Queensland's coal miners are crying poor, saying any royalties hike in next month's state budget will kick them while they're down.
Treasurer Tim Nicholls last week suggested a hike was on the cards to help boost revenue by $1 billion over three years and return the budget to surplus by 2014/15.
But the Queensland Resources Council says the state's coal producers can ill afford a royalties increase.
"Of course ... industry's preference is to be delivering that revenue through growth in volumes, not by an increase in royalty rates," chief executive Michael Roche said in a speech at a coal industry event in Brisbane on Monday.
"The bottom line in 2012 is that many Queensland coal producers are now generating cash losses."
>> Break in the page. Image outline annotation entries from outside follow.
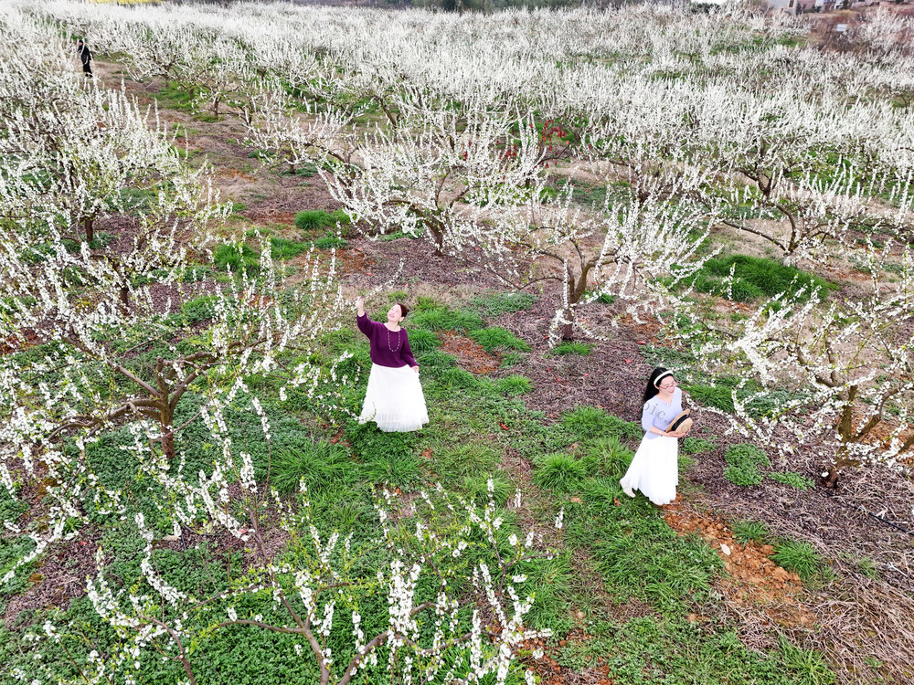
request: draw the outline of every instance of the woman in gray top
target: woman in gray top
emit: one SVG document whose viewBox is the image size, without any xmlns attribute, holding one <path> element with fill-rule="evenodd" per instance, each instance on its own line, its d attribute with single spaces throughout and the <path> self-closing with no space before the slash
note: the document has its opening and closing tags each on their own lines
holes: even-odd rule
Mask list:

Mr Roche said Queensland miners paid the third highest tax rate of comparable coal jurisdictions and were already globally uncompetitive.
He cited the carbon tax, the mining tax, the soaring cost of materials and unsustainably high wages driven by a skills shortage.
The Queensland industry was also still feeling the effects of natural disasters, Mr Roche said.
The main coal-producing regions lost about $7 billion in sales as a result of floods and Cyclone Yasi, which struck in January 2011.
It gave US producers a chance to steal six per cent of Queensland's global market share.
Mr Roche said Queensland coal mines were still holding enormous amounts of water, 19 months on from the floods, and that was also affecting production.
Producers want permission to dump diluted pit water this wet season, and over seasons to come, so production can return to full capacity.
Mr Roche called on the state government to help the industry boost production rather than deliver another hit in the form of a royalties hike.